Friday, July 30, 2004

an illusion of love is just smoke and mirrors

you know i'm coming back my way

ex-magician still knows the tricks... tricks are everything to me...

i got a message for you... i keep it in my hand..
you just wish i went away...


well these are the bits of song that i'm quick enough to type as the song plays... and i think there's a story somewhere in there. or the skeleton of one.


i fucking hate this slight of hand. this wayward illusion. the smoke and mirrors involved in conjuring a moment's amusement. i especially hate when the lights come on, and you're just this silly person in a sequined costume holding onto a flimsy wand with plastic flowers dangling on one end.

it used to be easy. it used to be fun. the curtain would come up and i'd lift my sleeves to show you i had nothing to hide. i'd roll out rainbows before your eyes and let you push steel blades through my heart. i'd swallow fire and spit out confetti. it was more than magic, it was magical.

you were my trusted assistant. 3 years of illusion. then something changed.

you pressed me to betray my secrets. you waved your hands in front of me searching for wires. you watched my moves with spite in your eyes; the delight all but vanished.

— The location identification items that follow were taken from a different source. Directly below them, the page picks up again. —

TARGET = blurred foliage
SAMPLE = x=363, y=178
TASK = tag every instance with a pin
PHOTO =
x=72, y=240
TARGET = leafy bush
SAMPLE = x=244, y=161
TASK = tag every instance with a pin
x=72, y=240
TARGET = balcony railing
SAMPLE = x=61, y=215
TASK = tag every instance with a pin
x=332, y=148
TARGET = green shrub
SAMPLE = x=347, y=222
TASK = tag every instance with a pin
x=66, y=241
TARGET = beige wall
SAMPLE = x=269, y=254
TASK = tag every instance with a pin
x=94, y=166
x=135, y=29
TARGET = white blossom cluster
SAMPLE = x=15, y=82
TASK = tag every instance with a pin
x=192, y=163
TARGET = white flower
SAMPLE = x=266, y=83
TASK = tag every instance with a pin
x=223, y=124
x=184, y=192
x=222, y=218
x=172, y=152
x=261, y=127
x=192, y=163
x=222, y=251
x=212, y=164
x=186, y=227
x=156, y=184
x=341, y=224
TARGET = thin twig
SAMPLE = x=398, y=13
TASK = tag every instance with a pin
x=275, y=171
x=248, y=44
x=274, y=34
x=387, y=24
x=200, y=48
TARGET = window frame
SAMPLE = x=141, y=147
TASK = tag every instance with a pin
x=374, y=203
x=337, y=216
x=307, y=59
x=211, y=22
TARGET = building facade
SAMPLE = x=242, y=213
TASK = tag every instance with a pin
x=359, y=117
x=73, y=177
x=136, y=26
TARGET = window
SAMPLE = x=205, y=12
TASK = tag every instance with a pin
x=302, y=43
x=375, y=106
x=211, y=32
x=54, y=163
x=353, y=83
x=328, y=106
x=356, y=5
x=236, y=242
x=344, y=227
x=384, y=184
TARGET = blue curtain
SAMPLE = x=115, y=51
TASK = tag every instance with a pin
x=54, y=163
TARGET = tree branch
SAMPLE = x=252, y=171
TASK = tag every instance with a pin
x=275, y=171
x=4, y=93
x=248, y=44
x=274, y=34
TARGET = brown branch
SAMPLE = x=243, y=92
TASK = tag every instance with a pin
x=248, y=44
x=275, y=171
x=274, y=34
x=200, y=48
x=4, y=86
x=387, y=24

3 years disillusion. more smoke. a hard drink. and broken mirrors.

i'm on the stage again and i've got a rabbit tucked away in the folds of the bottom of this hat. i place my gloved hand into the satin lining and pull out a giant ball of lint and dust. the rabbit has disappeared... or was never there... or has gone down the rabbit hole to join some tea party. and here comes the taunting: silly me, tricks are for kids.

and the applause comes in painful stutters to remind me i'm a poor prestidigitator.